Let's start with this: work is good. A hard day's work is good. And a hard day's labour is great. God followed a 6 day on, 1 day off pattern and it worked pretty well for him. The creation story tells of no plant having sprung up in the field because man wasn't yet available to work the soil. The concept of work is pre-fall. That's to say: it's consistent with a humanity fully restored to its creator. Genesis 2 reads: The LORD God took the man and put him in the Garden of Eden to work it and take care of it.

This is one of the 538 references to work in the
NIV. Admittedly not all of them are in the context of work that I'm talking here, but you can bet that a whole bunch of them are.

When a gaggle of slackers in the church at Thessalonica (I can't come up with a better collective noun for slackers than gaggle on the fly) decide that Jesus is coming soon so they best give up their day jobs and wait for the rapture, Paul rains on their tedious parade and says: "If a man will not work, he shall not eat." Paul was a bit of a worker too.

Solomon was also partial to a little work. He has the Proverbs 31 woman pretty much running the universe on her own and throws out a stern rebuke or warning to the idle in Proverbs 6 with this little gem:
A little sleep, a little slumber, a little folding of the hands to rest and poverty will come on you like a bandit and scarcity like an armed man.

I don't really need advocates for the idea of work though, I just need a little more justification for the benefits. This is where it will get a little tough to keep the 3 parts of the Mars Bar separate. And that's appropriate, because from get-go God has been all about integration. The idea that work, rest and play should be connected and overlap is a little obvious. For the sake of a three-part strategy though, let's try and contain this post to
work.

While I'm no medical practitioner (not even a closet one) I reckon the reason behind exercise being a solutions to a multitude of maladies has a whole lot to do with endorphins. Endorphins are a by-product of hard labour. And they make you feel good. They have an
analgaesic effect Prolonged physical exercise will do it for you although a bunch of scientists have hypothesised that the high comes comes as much from completing a challenge as it does from exertion. Either way, it works for me. Through their analgesic effect on the body, the release of endorphins results in a state of euphoria for the satisfied receiver.

So here's what I'm thinking: in the rhythm of life that we were created to enjoy, our work was part of the healthy mind/healthy body balance. While my work is largely sedentary and needs to be supplemented with exercise to attain this balance, the rhythm of life back in the day would have yielded a bunch of endorphins each day. Dad went off to work and worked hard. Dad was fit. Dad ate plenty because he was hungry from a hard day's work. But he was also blimmin' satisfied in his labour. The endorphins released by his effort and accomplishments made sure of it.

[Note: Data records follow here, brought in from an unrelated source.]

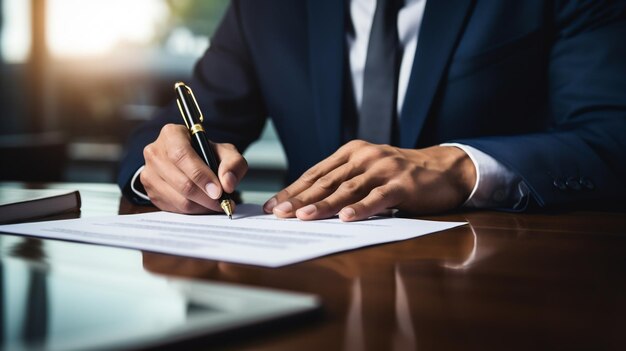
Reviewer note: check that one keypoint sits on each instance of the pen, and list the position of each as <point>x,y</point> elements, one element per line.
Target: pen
<point>193,118</point>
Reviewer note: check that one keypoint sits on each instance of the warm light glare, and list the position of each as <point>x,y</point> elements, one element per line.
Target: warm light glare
<point>95,27</point>
<point>15,35</point>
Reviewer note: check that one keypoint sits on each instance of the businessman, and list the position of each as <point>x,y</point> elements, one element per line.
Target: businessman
<point>423,106</point>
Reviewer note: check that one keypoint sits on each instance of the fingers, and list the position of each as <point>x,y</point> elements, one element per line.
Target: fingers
<point>180,180</point>
<point>167,198</point>
<point>316,174</point>
<point>233,166</point>
<point>365,189</point>
<point>182,184</point>
<point>377,201</point>
<point>181,154</point>
<point>344,180</point>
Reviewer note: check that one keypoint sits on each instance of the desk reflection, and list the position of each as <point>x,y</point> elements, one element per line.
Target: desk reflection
<point>368,290</point>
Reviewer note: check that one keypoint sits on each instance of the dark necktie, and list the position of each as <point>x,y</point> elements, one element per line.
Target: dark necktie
<point>380,78</point>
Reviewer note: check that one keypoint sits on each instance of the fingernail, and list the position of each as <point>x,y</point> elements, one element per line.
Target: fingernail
<point>307,210</point>
<point>230,179</point>
<point>348,212</point>
<point>269,205</point>
<point>213,191</point>
<point>284,207</point>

Obviously it's not all about work. For a start that wouldn't make for a trinity of posts. And it would eventualy make Jack a dull boy—though perhaps not as quickly as all play and no work would.

I've got to stop as my body clock is calling for the second installment of the series right now.

Before I go though, what's your experience of work? Does it energise you? Reward you? If you're in an active job, do you come home tired and satisfied...or just plain tired. And how is it linked to your spirituality and your relationships. Is it connected or is it separate? How do you address the sedentary nature of your job with a body that craves endorphins for its own sanity?

2 comments:

Anonymous said...

Hello !

Very interesting blog.

It has been a plesure to read you.

I wish you the best.

Reno

Simon Elliott said...

Um, hello? I think some of Clare O'Neil's friends have just joined us.